La ofensiva de Hamás y la guerra de destrucción emprendida por Israel no fueron hechos aislados ni excepciones históricas. Fueron recreaciones. Liquidaron en poco tiempo años de un proceso de paz que se había convertido en una farsa dolorosa. Hurgaron en las memorias colectivas de ambas partes y desataron sus emociones más arraigadas. Hamás no inventó nada: rescató un pasado palestino. Tampoco fue inusual la reacción israelí, sino una versión concentrada y amplificada de una larga tradición sionista sobre cómo tratar a los habitantes árabes de la tierra.
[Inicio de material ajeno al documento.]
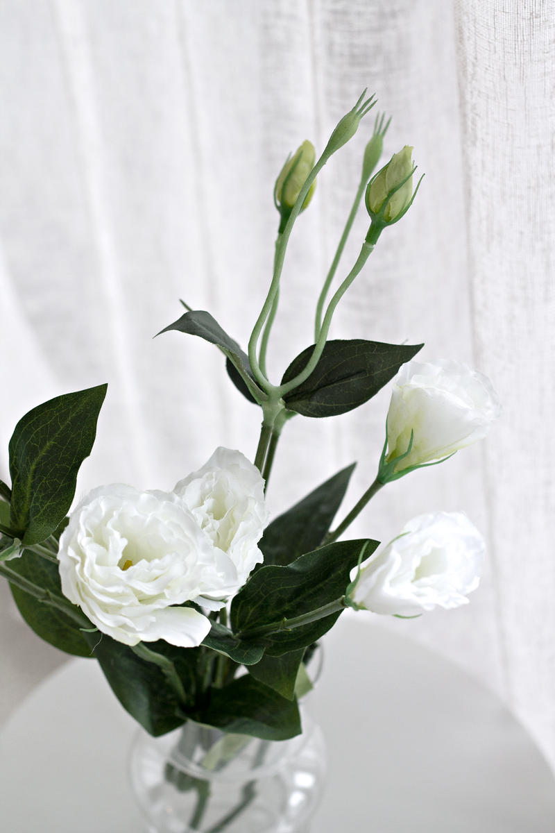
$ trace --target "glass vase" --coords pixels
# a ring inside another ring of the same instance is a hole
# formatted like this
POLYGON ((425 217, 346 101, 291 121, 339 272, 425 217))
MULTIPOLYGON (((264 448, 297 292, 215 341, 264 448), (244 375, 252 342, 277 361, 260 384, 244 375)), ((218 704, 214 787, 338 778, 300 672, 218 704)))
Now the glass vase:
POLYGON ((325 774, 322 733, 261 741, 188 721, 153 738, 140 730, 133 789, 149 833, 307 833, 325 774))

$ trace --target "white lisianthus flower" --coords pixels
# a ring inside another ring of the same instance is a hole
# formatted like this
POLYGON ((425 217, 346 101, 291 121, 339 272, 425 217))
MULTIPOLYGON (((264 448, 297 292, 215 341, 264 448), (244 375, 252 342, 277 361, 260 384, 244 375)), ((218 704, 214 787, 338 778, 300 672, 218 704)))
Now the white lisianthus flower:
POLYGON ((351 596, 374 613, 404 616, 458 607, 478 587, 485 549, 464 512, 419 515, 363 566, 351 596))
POLYGON ((172 492, 93 489, 62 534, 58 560, 64 596, 118 642, 191 647, 210 631, 201 613, 171 606, 205 604, 223 586, 213 548, 172 492))
POLYGON ((174 491, 193 514, 224 574, 221 598, 243 586, 263 556, 257 544, 269 521, 260 472, 240 451, 216 448, 174 491))
POLYGON ((489 379, 462 362, 409 362, 393 386, 385 461, 407 451, 411 431, 410 453, 394 466, 394 472, 448 456, 483 439, 502 412, 489 379))

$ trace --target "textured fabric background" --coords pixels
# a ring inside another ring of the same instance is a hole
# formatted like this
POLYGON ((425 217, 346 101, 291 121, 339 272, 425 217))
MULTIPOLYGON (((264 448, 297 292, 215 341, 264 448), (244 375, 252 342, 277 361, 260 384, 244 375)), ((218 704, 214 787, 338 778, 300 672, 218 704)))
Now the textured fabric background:
MULTIPOLYGON (((208 309, 243 347, 269 284, 275 178, 322 150, 362 90, 379 105, 326 166, 295 228, 270 348, 279 377, 314 309, 376 110, 384 159, 426 173, 342 302, 332 337, 425 342, 474 364, 505 416, 479 446, 383 490, 354 535, 465 509, 489 561, 471 603, 380 620, 497 691, 555 764, 553 530, 553 0, 0 0, 0 476, 17 419, 109 382, 79 493, 171 489, 218 445, 254 455, 260 414, 218 351, 178 333, 208 309)), ((339 272, 366 232, 357 219, 339 272)), ((354 460, 344 503, 374 479, 389 392, 288 425, 274 513, 354 460)), ((0 588, 0 715, 63 656, 0 588)), ((364 661, 364 660, 361 660, 364 661)))

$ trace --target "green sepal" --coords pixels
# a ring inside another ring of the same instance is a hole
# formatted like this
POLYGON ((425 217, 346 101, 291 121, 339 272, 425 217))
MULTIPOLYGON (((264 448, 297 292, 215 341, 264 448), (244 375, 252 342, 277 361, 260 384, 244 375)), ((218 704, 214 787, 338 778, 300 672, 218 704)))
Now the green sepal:
MULTIPOLYGON (((62 595, 56 564, 25 550, 21 558, 10 561, 10 568, 44 590, 62 595)), ((29 627, 55 648, 75 656, 91 656, 91 648, 79 626, 62 611, 44 604, 25 591, 10 584, 15 602, 29 627)))
POLYGON ((300 648, 299 651, 290 651, 281 656, 263 656, 256 665, 249 666, 249 674, 259 682, 270 686, 282 697, 293 700, 305 650, 300 648))
MULTIPOLYGON (((350 571, 356 566, 360 549, 367 544, 370 555, 379 541, 335 541, 297 558, 288 566, 265 566, 258 570, 231 603, 231 626, 239 632, 292 619, 344 594, 350 571)), ((341 611, 293 630, 255 636, 241 641, 264 646, 266 656, 280 656, 315 642, 331 628, 341 611)))
POLYGON ((201 644, 221 654, 225 654, 234 662, 239 662, 243 666, 252 666, 260 662, 264 654, 263 647, 240 641, 233 636, 229 628, 221 625, 220 622, 212 622, 210 632, 201 644))
POLYGON ((259 546, 264 553, 262 566, 286 566, 305 552, 319 546, 331 526, 356 463, 341 469, 302 501, 266 526, 259 546))
POLYGON ((23 544, 38 544, 68 511, 77 472, 89 456, 107 385, 67 393, 27 413, 9 443, 10 526, 23 544))
MULTIPOLYGON (((336 416, 364 405, 409 362, 423 344, 384 344, 362 338, 326 342, 315 370, 285 394, 290 411, 303 416, 336 416)), ((293 360, 281 384, 295 379, 309 363, 311 345, 293 360)))
POLYGON ((211 689, 208 706, 191 716, 198 723, 265 741, 288 741, 301 732, 296 700, 287 700, 250 674, 211 689))

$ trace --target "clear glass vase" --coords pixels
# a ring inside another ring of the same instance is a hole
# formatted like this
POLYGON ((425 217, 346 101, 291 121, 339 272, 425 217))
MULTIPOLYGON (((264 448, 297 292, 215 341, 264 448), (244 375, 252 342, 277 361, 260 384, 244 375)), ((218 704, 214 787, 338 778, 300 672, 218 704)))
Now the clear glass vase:
POLYGON ((325 775, 322 733, 260 741, 189 721, 162 737, 141 730, 133 789, 149 833, 306 833, 325 775))

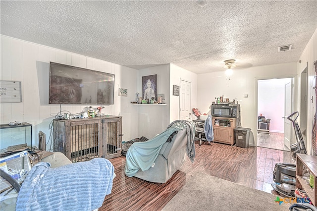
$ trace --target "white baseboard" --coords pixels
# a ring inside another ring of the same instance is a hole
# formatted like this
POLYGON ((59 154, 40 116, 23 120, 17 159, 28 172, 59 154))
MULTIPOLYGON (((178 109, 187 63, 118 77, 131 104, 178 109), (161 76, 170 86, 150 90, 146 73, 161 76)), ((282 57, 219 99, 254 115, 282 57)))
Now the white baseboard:
POLYGON ((283 131, 280 131, 280 130, 269 130, 269 132, 273 132, 273 133, 284 133, 283 131))

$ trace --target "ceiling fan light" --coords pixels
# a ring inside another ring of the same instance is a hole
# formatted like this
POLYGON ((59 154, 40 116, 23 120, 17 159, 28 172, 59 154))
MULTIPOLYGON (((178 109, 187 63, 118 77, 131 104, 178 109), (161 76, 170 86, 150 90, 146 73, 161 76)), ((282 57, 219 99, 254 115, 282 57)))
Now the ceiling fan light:
POLYGON ((232 73, 233 72, 233 71, 232 70, 232 69, 231 68, 228 68, 226 70, 226 75, 227 75, 228 76, 230 76, 230 75, 231 75, 232 74, 232 73))
POLYGON ((201 7, 204 7, 207 5, 207 2, 204 0, 199 0, 197 1, 197 3, 201 7))
POLYGON ((227 69, 231 69, 232 67, 235 67, 236 65, 234 64, 234 62, 235 61, 235 59, 228 59, 223 61, 224 62, 224 64, 225 65, 225 67, 227 69))

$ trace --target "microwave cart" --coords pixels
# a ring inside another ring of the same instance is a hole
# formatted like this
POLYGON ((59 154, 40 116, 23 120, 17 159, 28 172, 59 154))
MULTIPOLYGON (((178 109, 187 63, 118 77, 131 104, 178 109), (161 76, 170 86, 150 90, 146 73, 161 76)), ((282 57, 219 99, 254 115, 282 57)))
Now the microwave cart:
POLYGON ((236 118, 213 117, 213 141, 234 145, 236 119, 236 118))

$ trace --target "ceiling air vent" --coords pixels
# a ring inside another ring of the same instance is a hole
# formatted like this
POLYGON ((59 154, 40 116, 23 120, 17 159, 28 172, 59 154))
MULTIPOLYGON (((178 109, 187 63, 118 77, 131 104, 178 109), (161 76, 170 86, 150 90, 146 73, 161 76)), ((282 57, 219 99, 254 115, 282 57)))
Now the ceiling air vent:
POLYGON ((287 45, 287 46, 280 46, 279 47, 278 47, 278 52, 290 51, 292 45, 287 45))

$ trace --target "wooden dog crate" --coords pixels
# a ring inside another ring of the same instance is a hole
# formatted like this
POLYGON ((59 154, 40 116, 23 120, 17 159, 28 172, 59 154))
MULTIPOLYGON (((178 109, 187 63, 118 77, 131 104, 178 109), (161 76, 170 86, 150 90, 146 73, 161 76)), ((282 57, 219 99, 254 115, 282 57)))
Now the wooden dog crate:
POLYGON ((54 152, 73 162, 121 156, 122 117, 54 119, 54 152))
Palestinos y judíos israelíes vieron en las acciones del otro la materialización de sus peores pesadillas nacionales: limpieza étnica para unos y exterminio para otros. No sorprende que ambos recurrieran con tanta facilidad a las metáforas históricas del pasado: una repetición de la Nakba de 1948 para los palestinos; otro Holocausto para los israelíes. Los habitantes del sur de Israel pagaron por todo el dolor y la humillación que los palestinos habían sufrido a manos de Israel. El pueblo de Gaza pagó no solo por las acciones de Hamás, sino también por los crímenes nazis. La historia no avanza: se desliza de lado. Y, en los modos más oscuros, se repite.
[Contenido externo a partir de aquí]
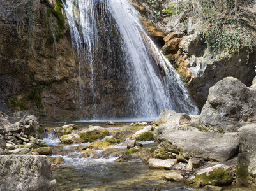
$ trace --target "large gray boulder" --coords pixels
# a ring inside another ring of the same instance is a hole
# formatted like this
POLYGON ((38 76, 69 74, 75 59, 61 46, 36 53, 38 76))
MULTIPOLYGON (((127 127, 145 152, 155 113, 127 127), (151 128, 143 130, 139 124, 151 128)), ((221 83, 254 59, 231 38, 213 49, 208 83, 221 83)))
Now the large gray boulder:
POLYGON ((43 155, 0 155, 0 190, 57 190, 50 162, 43 155))
POLYGON ((256 151, 256 123, 243 125, 237 134, 240 141, 239 153, 256 151))
POLYGON ((188 124, 190 117, 185 113, 176 113, 170 110, 163 110, 156 120, 156 124, 188 124))
POLYGON ((236 132, 245 122, 255 120, 254 88, 238 79, 225 78, 209 90, 200 116, 203 127, 213 132, 236 132))
POLYGON ((167 143, 169 145, 167 147, 172 149, 172 152, 185 158, 222 162, 234 156, 237 150, 239 142, 236 133, 201 132, 193 127, 181 126, 162 124, 155 134, 160 145, 167 143))

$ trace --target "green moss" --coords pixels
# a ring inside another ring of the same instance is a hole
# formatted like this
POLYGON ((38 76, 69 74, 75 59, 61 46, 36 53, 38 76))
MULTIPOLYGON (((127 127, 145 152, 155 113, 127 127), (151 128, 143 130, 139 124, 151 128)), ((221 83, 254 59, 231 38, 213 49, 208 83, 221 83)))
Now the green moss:
POLYGON ((154 140, 154 136, 152 133, 149 132, 145 132, 140 136, 135 138, 137 141, 147 141, 154 140))
POLYGON ((107 146, 109 146, 109 143, 103 141, 98 141, 93 143, 91 145, 91 147, 93 147, 95 149, 103 149, 107 146))
POLYGON ((139 151, 140 150, 141 150, 141 147, 140 147, 140 146, 136 146, 135 148, 132 148, 126 151, 126 154, 135 153, 137 151, 139 151))
POLYGON ((222 182, 223 185, 225 185, 227 183, 231 183, 233 180, 233 177, 229 169, 224 169, 220 167, 213 169, 209 173, 206 172, 199 175, 195 174, 195 180, 197 181, 201 181, 205 184, 217 181, 219 182, 220 185, 222 182))
POLYGON ((117 140, 114 138, 107 138, 106 141, 109 143, 116 143, 117 142, 117 140))
POLYGON ((39 133, 39 134, 43 134, 43 132, 44 132, 44 131, 43 131, 43 127, 39 127, 38 128, 38 129, 37 130, 37 132, 39 133))
POLYGON ((80 132, 79 136, 85 142, 92 142, 98 139, 102 139, 108 134, 109 131, 107 129, 103 132, 100 132, 98 130, 94 130, 86 133, 80 132))

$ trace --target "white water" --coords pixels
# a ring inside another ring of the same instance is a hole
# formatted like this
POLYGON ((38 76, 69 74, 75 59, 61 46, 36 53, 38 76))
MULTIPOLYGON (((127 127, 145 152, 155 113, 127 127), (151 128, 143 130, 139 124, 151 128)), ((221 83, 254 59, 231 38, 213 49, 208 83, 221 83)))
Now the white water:
POLYGON ((197 114, 179 75, 147 36, 128 0, 65 1, 79 62, 81 118, 152 120, 162 110, 197 114))

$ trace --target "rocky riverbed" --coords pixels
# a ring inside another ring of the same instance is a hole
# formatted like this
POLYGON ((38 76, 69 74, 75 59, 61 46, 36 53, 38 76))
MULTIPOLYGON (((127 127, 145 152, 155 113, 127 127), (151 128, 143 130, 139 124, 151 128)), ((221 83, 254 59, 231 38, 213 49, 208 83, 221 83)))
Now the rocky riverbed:
POLYGON ((256 189, 254 89, 227 78, 200 115, 163 110, 155 122, 40 126, 33 115, 1 113, 1 188, 256 189))

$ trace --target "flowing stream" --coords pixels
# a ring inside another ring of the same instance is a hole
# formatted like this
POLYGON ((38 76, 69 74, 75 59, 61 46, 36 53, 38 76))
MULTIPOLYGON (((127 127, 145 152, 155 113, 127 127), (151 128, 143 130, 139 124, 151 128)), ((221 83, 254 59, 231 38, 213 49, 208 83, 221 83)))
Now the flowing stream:
POLYGON ((174 71, 128 0, 63 1, 74 55, 77 113, 84 120, 197 114, 174 71))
La guerra de Gaza hizo añicos las nociones que durante años habían alimentado la mitología del proceso de paz. Puso al descubierto los mitos que rodeaban el conflicto israelí-palestino: sobre el papel de la historia y la violencia; sobre la naturaleza de los sentimientos israelíes y palestinos; sobre las promesas de las negociaciones bilaterales; sobre el supuesto realismo de la partición en dos Estados; sobre la motivación y la eficacia de la política estadounidense. No era la primera vez que esos mitos quedaban expuestos, y el hecho de desenmascararlos no garantizaba que fueran descartados de una vez por todas. Pero, sin duda, después de la operación letal de Hamás y de la respuesta catastrófica del gobierno israelí; a la luz del amplio respaldo palestino a la primera y del abrumador apoyo israelí a la segunda; tras la violencia de los colonos en Cisjordania que hace temer una limpieza étnica y nuevos desplazamientos, y el incipiente resurgir de ataques palestinos después de dos décadas de relativa calma; en el contexto de la falta de voluntad o la impotencia de Estados Unidos para hacer algo al respecto, de la cobardía y la inutilidad europeas, del abismo entre la indignación y la apatía de los gobiernos árabes… después de todo eso, debía de resultar más difícil repetir con ligereza los lugares comunes sobre el proceso de paz, la solución de los dos Estados o el papel central de la diplomacia estadounidense. Cualesquiera certezas que hubieran anidado en las mentes norteamericanas debían ya jubilarse. No fue así. El mundo posterior al 7 de octubre se construyó sobre mentiras.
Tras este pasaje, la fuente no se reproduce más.